The risk of data loss from a Website can come from multiple avenues. There could be an outright data breach where an attacker steals content directly from a database, or an automated bot could scrape the site, stealing data that is out in the open. The challenge of dealing with automated Web-content scraping is one that startup ScrapeDefender is aiming to tackle.
“Websites have all sorts of different types of content that is available, free to the public, and the creators of those sites intend for that content to be consumed by people to use,” Robert Kane, CEO of ScrapeDefender, told eWEEK. “What has happened is there is now a whole industry of scraping with bots that harvest mass amounts of data from sites.”
Those data-harvesting scraping bots can potentially be grabbing pricing information from retail or travel sites, for example, and then repurposing the data in ways in which the original content creator did not intend. ScrapeDefender is now launching its cloud-based anti-scraping and real-time monitoring service with the goal of tracking and limiting the risk of scraping.

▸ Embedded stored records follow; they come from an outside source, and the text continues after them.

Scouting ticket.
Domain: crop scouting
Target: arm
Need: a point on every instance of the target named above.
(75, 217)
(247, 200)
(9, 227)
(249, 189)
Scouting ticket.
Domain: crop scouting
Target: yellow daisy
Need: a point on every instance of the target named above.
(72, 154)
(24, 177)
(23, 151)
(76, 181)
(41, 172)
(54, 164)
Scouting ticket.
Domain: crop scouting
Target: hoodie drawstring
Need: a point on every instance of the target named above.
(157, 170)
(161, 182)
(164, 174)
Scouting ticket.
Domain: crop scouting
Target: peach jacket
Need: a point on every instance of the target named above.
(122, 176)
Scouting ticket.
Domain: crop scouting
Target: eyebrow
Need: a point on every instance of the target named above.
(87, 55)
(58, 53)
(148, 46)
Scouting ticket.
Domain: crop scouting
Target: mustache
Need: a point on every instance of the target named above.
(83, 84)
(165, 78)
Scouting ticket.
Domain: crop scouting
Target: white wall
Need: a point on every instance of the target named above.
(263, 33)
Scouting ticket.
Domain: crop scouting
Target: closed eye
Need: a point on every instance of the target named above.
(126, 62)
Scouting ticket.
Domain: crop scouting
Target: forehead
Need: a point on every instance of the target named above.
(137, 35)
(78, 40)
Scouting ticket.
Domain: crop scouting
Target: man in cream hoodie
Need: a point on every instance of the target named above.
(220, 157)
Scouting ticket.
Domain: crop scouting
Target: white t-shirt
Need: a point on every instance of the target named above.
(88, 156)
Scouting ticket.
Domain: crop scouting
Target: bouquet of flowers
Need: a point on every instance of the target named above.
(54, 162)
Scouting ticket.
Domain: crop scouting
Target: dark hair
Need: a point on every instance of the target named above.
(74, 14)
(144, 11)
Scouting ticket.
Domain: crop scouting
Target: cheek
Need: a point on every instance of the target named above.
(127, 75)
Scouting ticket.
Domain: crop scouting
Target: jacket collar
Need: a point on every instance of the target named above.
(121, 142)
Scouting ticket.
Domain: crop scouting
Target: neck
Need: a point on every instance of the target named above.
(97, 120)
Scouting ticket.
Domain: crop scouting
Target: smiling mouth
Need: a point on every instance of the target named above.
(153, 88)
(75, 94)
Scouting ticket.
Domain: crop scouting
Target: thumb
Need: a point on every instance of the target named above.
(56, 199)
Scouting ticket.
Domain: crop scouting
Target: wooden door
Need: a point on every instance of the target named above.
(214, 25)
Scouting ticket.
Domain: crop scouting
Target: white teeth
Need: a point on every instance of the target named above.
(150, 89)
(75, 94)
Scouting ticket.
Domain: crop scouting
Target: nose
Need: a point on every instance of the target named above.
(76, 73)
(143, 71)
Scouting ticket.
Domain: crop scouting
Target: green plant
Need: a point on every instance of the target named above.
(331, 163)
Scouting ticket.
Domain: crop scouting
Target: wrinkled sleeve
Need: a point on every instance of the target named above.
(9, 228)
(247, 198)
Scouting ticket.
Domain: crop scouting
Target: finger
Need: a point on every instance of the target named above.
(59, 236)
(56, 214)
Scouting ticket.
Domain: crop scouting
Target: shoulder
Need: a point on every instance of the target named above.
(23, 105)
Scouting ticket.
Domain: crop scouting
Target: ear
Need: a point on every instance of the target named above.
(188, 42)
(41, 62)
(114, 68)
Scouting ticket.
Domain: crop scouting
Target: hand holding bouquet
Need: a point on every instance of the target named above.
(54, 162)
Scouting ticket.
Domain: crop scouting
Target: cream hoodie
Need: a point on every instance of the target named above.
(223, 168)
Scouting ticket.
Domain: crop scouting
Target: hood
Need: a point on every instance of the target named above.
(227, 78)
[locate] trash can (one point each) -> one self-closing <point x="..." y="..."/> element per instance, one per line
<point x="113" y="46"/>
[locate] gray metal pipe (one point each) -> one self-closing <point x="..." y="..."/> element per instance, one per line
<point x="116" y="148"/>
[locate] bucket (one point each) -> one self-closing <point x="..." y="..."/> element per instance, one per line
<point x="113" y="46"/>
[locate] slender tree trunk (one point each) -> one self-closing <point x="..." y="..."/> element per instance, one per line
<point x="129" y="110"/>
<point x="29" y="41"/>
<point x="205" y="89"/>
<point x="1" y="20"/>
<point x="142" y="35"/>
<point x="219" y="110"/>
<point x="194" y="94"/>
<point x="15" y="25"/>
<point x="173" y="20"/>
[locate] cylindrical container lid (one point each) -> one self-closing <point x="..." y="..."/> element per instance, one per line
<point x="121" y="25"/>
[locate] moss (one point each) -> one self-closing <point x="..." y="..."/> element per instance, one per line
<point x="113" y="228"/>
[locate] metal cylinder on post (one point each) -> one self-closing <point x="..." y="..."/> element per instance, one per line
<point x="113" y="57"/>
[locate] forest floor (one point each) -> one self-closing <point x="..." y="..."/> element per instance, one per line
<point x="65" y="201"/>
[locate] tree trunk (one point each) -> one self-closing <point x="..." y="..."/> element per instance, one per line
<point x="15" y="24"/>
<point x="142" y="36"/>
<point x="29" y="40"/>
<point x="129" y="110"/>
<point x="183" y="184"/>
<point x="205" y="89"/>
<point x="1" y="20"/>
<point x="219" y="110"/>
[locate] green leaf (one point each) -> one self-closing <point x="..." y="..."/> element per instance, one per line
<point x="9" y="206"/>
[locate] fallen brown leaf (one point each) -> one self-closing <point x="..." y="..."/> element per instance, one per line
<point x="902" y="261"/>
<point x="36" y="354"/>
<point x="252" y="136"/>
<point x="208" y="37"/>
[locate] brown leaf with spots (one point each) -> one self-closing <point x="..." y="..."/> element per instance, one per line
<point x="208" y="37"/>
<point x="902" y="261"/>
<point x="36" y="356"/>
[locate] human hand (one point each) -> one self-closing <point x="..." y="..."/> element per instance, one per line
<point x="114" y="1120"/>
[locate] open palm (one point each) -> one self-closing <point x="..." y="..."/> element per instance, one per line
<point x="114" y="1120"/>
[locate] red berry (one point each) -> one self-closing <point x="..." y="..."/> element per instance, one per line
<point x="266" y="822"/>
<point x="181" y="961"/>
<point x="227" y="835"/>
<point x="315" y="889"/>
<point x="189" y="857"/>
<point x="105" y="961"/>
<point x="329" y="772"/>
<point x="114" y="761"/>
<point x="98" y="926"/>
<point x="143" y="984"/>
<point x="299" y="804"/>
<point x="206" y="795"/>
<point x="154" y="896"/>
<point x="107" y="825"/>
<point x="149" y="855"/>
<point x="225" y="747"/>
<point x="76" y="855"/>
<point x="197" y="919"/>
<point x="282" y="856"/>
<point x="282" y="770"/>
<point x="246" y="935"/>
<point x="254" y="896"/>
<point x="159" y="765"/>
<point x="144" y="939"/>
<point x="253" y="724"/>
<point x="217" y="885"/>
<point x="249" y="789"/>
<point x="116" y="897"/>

Kane is no stranger to the world of security. In 1992, he founded a company called Intrusion Detection, which he sold to RSA in 1998. He also has experience in the financial services market and is the founder of Bondview, which is a municipal bond information site. It was his experiences at Bondview that helped to identify the need for an anti-scraping service.
“We discovered at Bondview that we were being scraped,” Kane said. “There were no tools to help us, and that was the spark for ScrapeDefender.”
How It Works
ScrapeDefender works in a manner that is similar to how Google Analytics operates, Kane said, with a piece of JavaScript code embedded on Website pages that helps to monitor and track activity.
“We receive a copy of the Website activity and analyze the activity on our servers and pass it through a whole bunch of metrics,” Kane said.
Those metrics include 25 different parameters that are used to help determine if the traffic is legitimate or if it is an indicator of scraping activity. The parameters include looking to see if there are things like excessive page views from a single address or direct visits to a page that should normally only be found via a referring click or page.
ScrapeDefender Protects Data by Thwarting Web-Scraping Attempts
The system is able to determine a baseline level of activity for a given site that will help indicate what is normal traffic and what activity should be considered suspicious.
“That’s what intrusion detection is all about, and this is an intrusion detection application of sorts,” Kane said.
Remediation
Kane described the remediation actions available to users as being a bit of a game of “whack-a-mole,” where new threats pop up as old ones are blocked.
“We have the ability to digitally fingerprint devices so that as activity pops up we can identify and block scraping,” Kane said.
The ScrapeDefender solution does have an application programming interface (API) that can integrate with Web Application Firewall (WAF) technology. WAFs are widely used on the Internet today as a means of blocking application attacks.
There is also an intellectual property enforcement component of ScrapeDefender, which includes form letters that enable users to contact offenders and ask them to stop their activities.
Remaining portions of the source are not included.